[Piglit] [PATCH 6/7] ARB_pipeline_statistics_query (frag): basic test

Mon Feb 16 12:39:40 PST 2015

On Mon, Feb 16, 2015 at 2:59 PM, Ben Widawsky
<benjamin.widawsky at intel.com> wrote:
> On Mon, Feb 16, 2015 at 02:14:41PM -0500, Alex Deucher wrote:
>> On Sat, Feb 14, 2015 at 2:21 AM, Ilia Mirkin <imirkin at alum.mit.edu> wrote:
>> > On Sat, Feb 14, 2015 at 2:11 AM, Ben Widawsky
>> > <benjamin.widawsky at intel.com> wrote:
>> >> On Sat, Feb 14, 2015 at 02:07:32AM -0500, Ilia Mirkin wrote:
>> >>> On Sat, Feb 14, 2015 at 1:54 AM, Ben Widawsky
>> >>> <benjamin.widawsky at intel.com> wrote:
>> >>> > +static struct query queries[] = {
>> >>> > +       {
>> >>> > +        .query = GL_FRAGMENT_SHADER_INVOCATIONS_ARB,
>> >>> > +        .name = "GL_FRAGMENT_SHADER_INVOCATIONS_ARB",
>> >>> > +        .min = TEST_WIDTH * TEST_HEIGHT / 2,
>> >>> > +        .max = 0xffffffff},
>> >>> > +       /* XXX:
>> >>> > +        * Intel hardware has some very unpredictable results for fragment
>> >>> > +        * shader invocations. After a day of head scratching, I've given up.
>> >>> > +        * Generating a real min, or max is not possible. The spec allows this.
>> >>> > +        * This will also help variance across vendors.
>> >>> > +        */
>> >>>
>> >>> Is there a working theory as to how this could be less than width *
>> >>> height?
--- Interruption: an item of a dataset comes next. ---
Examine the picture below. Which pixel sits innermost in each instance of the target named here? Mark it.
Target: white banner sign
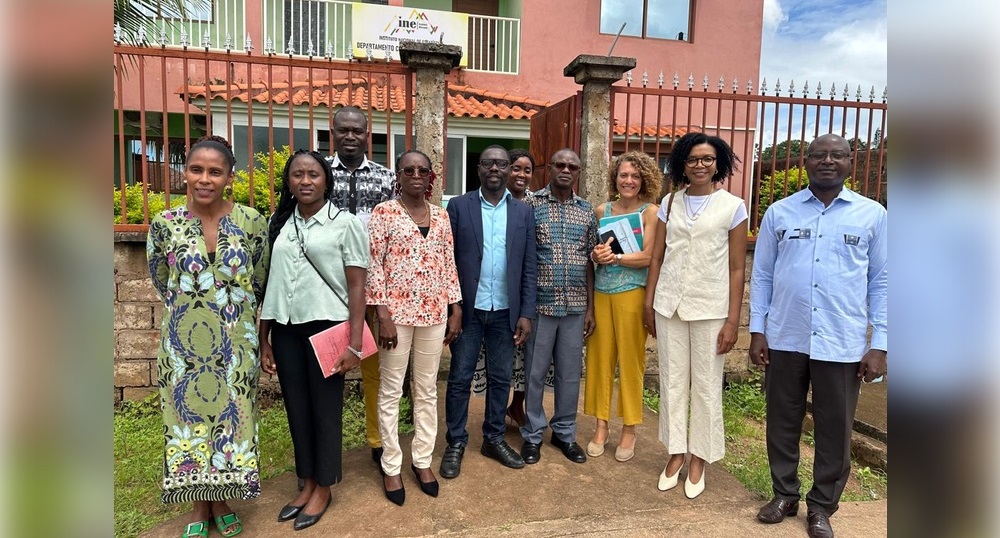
(380, 28)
Does it count 1 per quad? (Or how it could be much more than
>> >>> width * height... I can see edges getting processed unnecessarily,
>> >>> but... max_int seems high.)
>> >>
>> >> No working theory on min, but I figured if we're going to fudge the max, we may
>> >> as well fudge the min. What would you like as a max? I can show you hardware
>> >> which generates way more invocations than anything I can contrive. 1440
>> >> invocations for an 8x8.
>> >
>> > Impressive :)
>> >
>> > Best I can do is suggest that I don't think you're counting what you
>> > think you're counting. This has probably occurred to you, but you
>> > really should triple-check that you're reading (and writing) from the
>> > right place for this counter.
>> >
>>
>> I echo this sentiment.  You might also check if there are any
>> additional state bits related to counts.  For example, IIRC, on radeon
>> hw there is some additional state you need to set to get accurate
>> counts for occlusion queries.
>>
>> Alex
>
> Triple check? I'm way past triple. I've had some other people look into it as
> well, so I am not the only one confused.
>
> Alex, FYI, there was some follow-up discussion on IRC which probably should have
> been in the commit message in the first place. Haswell works exactly as
> expected. For example, a 4x4 rectangle of 2 triangles generates 3 2x2 subspans
> per triangle, for a total of 6 subspans, or 24 pixels. For all powers of two
> squares tested, Haswell works exactly as expected.
>
> Perhaps not a coincidence, but the HW that counts this stuff changed for IVB,
> and then again for HSW. So for some time, the working theory was, we just don't
> know how to count pre-HSW (in particular, IVB). No big deal. However, it turns
> out Gen8 seems to behave in exactly the same manner as IVB. I've yet to try
> Gen9, but there is definitely no errata I can find that I haven't already
> implemented.
>
> Further confusion which I didn't mention - very large triangles generate a PS
> invocation count that is about 1/4 the total number of pixels. I forget the
> exact count, but a 256x256 square was something like 10,000 pixels.
>
> I think we all agree there is no point in holding up the series for this, right?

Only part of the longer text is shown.